President Barack Obama returns to Washington from Hawaii on Thursday. (Associated Press)

For the first time since the Plan B fiasco, there was a tiny hint of movement on the fiscal cliff this afternoon. Two updates: Barack Obama will meet with both House and Senate leaders of both parties tomorrow, and Speaker John Boehner has called the House back for a Sunday session. Does this mean a deal will be made before January 1? Probably not.

I see three possibilities, which I’ll take from least likely to most.

• It’s possible but very unlikely that Democrats have decided to cave on taxes, or at least tax rates. Unlikely because Democrats are supported so far in the polling that’s been done, because it’s difficult to see any reason why anything would have changed their position since last week and because it’s unlikely that Boehner’s announcement would follow from a Democratic cave.

• It’s somewhat more likely, but still not very, that Republicans have decided to cave, after going back to their districts and getting blasted — by key business constituents who don’t want to go over the cliff, and by everyone for the Plan B embarrassment.

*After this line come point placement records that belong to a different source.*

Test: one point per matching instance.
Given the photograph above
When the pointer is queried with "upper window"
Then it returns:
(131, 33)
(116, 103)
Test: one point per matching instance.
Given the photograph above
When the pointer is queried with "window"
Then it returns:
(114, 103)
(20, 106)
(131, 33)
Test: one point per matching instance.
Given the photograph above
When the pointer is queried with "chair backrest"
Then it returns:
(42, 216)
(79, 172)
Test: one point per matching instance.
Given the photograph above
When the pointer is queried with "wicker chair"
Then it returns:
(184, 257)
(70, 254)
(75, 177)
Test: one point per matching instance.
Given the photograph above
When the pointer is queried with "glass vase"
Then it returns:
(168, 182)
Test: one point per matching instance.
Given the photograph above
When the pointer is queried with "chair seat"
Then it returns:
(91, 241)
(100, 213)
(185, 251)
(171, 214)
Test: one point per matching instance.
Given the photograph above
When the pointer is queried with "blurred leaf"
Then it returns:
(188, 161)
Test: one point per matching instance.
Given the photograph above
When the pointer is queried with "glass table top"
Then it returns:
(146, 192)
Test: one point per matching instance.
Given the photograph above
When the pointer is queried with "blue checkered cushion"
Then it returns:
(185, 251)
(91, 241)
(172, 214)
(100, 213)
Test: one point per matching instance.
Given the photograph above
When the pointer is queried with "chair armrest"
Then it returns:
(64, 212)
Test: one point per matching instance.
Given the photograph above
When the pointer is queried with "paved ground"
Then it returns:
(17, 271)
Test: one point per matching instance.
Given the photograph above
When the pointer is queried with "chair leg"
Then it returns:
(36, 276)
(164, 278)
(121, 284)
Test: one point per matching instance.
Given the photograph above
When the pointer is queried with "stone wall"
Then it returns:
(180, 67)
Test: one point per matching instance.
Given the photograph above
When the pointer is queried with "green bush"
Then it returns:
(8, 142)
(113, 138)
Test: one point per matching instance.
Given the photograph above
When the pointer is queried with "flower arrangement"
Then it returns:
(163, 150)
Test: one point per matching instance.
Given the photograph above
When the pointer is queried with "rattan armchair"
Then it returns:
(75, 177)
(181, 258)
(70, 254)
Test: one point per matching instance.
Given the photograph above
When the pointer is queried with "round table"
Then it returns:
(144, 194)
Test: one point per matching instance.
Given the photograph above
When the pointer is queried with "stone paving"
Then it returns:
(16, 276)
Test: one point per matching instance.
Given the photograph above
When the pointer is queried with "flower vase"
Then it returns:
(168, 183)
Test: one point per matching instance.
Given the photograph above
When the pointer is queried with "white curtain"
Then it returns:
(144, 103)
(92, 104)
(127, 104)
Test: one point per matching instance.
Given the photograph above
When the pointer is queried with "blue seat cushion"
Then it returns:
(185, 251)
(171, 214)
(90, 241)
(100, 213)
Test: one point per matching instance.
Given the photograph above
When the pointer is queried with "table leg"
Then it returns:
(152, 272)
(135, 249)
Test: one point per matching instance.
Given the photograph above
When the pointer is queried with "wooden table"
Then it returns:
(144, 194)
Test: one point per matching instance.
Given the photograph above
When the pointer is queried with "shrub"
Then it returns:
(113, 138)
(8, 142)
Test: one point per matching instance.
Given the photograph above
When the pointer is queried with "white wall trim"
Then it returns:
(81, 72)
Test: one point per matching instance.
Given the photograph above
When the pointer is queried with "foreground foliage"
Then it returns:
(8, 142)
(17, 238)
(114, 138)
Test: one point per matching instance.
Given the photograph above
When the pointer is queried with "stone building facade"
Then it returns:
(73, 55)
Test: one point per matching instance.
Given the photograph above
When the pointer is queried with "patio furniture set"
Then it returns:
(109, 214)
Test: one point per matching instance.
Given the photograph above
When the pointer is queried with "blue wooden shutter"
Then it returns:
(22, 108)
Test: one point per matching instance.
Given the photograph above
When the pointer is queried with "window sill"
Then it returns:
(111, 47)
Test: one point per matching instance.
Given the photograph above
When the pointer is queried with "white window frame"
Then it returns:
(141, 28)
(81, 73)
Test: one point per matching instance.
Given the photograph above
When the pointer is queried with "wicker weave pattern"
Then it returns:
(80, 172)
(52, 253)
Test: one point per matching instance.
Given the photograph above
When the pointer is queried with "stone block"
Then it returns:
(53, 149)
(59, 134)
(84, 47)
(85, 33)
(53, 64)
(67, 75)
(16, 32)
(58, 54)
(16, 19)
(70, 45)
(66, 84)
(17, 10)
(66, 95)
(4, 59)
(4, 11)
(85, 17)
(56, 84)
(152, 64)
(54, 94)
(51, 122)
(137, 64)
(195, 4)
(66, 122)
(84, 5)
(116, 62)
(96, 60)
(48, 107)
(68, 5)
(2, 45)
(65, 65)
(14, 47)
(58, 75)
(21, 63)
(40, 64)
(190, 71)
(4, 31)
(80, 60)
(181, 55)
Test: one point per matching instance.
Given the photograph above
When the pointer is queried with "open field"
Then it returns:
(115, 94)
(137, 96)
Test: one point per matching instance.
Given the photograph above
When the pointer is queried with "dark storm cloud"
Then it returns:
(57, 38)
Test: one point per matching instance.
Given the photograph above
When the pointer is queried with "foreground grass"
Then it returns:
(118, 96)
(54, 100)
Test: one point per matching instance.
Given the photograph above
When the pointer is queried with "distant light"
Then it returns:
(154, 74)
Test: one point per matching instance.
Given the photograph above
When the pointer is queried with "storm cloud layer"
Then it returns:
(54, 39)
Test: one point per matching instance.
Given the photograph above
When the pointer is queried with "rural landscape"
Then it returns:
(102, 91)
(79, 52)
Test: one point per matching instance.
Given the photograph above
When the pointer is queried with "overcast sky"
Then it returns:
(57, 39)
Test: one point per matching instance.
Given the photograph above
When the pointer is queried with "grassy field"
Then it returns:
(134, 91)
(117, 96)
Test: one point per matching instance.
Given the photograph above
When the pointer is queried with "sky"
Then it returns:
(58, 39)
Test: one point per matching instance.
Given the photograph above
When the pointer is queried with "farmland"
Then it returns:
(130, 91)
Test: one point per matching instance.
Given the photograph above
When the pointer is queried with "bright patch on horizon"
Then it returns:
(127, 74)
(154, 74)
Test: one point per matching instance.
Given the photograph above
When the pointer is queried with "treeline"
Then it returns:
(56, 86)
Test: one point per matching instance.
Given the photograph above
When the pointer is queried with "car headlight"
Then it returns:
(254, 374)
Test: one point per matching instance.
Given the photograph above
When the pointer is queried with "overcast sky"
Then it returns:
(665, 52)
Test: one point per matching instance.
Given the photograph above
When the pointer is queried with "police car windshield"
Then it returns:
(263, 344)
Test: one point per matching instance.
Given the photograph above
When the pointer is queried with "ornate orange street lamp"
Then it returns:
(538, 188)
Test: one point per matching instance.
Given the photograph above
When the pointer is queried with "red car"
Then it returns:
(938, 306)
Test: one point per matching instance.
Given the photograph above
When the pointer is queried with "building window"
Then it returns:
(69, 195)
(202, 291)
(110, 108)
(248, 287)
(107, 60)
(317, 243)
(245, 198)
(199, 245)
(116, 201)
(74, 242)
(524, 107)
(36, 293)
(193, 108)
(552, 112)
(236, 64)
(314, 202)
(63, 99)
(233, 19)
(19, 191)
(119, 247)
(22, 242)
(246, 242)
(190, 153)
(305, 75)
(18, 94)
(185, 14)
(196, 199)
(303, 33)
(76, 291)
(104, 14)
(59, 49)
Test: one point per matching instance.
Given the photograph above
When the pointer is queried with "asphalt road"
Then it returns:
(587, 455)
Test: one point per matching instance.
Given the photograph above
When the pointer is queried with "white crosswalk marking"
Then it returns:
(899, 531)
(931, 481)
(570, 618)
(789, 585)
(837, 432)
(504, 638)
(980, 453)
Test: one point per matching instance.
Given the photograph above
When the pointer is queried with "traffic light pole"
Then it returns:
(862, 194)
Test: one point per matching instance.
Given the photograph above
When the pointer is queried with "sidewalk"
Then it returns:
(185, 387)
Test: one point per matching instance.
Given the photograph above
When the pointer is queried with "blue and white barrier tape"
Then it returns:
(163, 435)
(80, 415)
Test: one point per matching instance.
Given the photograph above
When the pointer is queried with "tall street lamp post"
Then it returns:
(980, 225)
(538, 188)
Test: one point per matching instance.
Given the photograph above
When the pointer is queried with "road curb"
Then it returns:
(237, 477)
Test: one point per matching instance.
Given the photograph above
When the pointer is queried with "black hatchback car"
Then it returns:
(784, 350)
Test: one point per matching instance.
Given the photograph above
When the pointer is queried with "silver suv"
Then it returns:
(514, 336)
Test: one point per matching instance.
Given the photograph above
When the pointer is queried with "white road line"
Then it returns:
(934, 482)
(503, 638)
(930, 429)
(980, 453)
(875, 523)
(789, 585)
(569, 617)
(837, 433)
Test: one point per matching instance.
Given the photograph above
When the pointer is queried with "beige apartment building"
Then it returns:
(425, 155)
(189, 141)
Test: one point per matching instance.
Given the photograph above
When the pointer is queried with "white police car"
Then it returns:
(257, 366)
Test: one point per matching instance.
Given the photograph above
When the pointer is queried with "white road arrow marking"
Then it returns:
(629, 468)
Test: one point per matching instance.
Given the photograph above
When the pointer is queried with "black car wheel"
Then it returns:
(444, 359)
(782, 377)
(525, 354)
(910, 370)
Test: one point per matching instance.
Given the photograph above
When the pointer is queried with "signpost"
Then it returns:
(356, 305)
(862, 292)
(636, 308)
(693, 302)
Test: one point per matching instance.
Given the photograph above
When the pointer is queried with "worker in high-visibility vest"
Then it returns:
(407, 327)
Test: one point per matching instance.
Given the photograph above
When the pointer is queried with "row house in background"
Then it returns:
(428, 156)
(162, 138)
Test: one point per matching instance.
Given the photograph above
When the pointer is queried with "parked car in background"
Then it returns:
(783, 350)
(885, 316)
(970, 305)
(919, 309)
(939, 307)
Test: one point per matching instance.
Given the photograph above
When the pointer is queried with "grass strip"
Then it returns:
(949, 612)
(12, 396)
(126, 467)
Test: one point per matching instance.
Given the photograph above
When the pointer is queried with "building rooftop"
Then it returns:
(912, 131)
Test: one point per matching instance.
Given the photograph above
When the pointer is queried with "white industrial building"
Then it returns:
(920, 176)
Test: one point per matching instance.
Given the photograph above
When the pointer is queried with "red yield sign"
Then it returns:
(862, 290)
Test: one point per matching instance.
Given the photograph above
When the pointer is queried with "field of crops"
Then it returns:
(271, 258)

Still not likely, however.

• What is most likely is that everyone really knows that it’s easier to make a deal after January 1, but that no one wants to look as if they’re blocking it. In particular, once Obama flew back from Hawaii he needed something to do; that explains the White House meeting tomorrow. And once Obama was back, and with the Democratic Senate actually in session and conducting business, it was a potential public relations debacle to have the Republican House still enjoying their recess. So that explains the Sunday session.

To cover all bases: it’s possible, I suppose, that Obama and Boehner have been negotiating in secret and struck a fair and equitable deal that can pass the House and the Senate and be enacted into law, and we’ll learn about it sometime in the next few days. 

But my money is on the “look good until Wednesday when the real negotiating begins” possibility.